Interview: Media Lawyer Says Russia's New Laws 'Are Burying Civil Society'

By Andrei Novashov

At the end of last year, Russia adopted a number of new legal measures that many observers say are intended to further restrict the country's already state-dominated media sphere. Among other things, the government has begun placing individuals on its list of "foreign-agent" media, subjecting them to potential fines or prison sentences. The government has also criminalized online defamation.

Russia's state media monitor, Roskomnadzor, this week drew up its first eight administrative protocols -- all of them targeting Radio Free Europe/Radio Liberty -- for allegedly violating the "foreign agents" law.

The protocols target four of RFE/RL's Russian-language projects -- its main service for Russia, Radio Svoboda; the Current Time television and digital network; and Siberia.Reality and Idel.Reality, two regional sites delivering local news and information to audiences in Siberia and the Volga-Urals region.

The Siberia Desk of RFE/RL's Russian Service spoke with lawyer Galina Arapova, head of the Voronezh-based Mass Media Defense Center, about the government's latest moves and what impact they could have on Russian civil society.

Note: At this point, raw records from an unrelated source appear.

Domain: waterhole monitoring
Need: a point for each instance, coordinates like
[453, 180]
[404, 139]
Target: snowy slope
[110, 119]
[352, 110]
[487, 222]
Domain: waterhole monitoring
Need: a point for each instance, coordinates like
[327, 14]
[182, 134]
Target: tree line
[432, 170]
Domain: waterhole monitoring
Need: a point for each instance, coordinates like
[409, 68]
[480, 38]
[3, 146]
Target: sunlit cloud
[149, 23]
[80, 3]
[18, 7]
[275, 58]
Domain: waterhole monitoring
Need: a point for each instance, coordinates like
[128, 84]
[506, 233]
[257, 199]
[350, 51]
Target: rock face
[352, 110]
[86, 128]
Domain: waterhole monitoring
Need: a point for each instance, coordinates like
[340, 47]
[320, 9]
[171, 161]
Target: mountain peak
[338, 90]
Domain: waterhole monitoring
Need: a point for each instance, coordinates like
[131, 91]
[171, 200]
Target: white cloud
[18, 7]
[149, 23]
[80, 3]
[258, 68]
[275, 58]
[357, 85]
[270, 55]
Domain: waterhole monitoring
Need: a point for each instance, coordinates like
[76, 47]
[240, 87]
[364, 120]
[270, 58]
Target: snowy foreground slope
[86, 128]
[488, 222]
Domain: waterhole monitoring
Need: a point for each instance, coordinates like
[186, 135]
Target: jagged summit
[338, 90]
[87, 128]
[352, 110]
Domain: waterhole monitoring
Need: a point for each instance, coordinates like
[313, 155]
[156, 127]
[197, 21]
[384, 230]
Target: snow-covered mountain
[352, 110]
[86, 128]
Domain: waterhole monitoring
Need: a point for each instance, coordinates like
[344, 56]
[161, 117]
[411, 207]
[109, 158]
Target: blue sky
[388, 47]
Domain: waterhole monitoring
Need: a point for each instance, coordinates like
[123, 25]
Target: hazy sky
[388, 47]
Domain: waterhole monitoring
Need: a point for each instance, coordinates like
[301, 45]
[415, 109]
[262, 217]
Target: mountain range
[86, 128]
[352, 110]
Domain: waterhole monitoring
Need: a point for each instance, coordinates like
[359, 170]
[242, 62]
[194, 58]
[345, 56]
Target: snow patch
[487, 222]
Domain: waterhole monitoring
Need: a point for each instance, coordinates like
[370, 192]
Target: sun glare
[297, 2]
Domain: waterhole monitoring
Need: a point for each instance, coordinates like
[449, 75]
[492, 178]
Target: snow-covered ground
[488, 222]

Arapova's center itself has been designated "a noncommercial organization carrying out the functions of a foreign agent" by the Russian government, a designation the center is appealing. The Mass Media Defense Center has provided legal defense assistance in numerous high-profile cases since its founding in 1996, including the cases of RFE/RL Russian Service correspondents Svetlana Prokopyeva and Tatyana Voltskaya. Arapova has won numerous Russian and international human rights awards.

RFE/RL: At the end of 2020, the Russian government adopted the law on individual foreign agents and recriminalized online defamation. What danger do these steps present to journalists and Internet users?

Galina Arapova: We need to recall the baggage with which we entered 2020 in order to understand the foundations of these innovations. In 2019, the government took steps to tighten accountability for "disrespecting the authorities" and disseminating "fake news." They had passed the law on the so-called sovereign Internet, and the so-called Yarovaya package (Editor's note: a group of amendments to Russia's anti-terrorism laws that expanded law enforcement powers, set new requirements for data collection and mandatory decryption, and restricted some religious proselytizing.).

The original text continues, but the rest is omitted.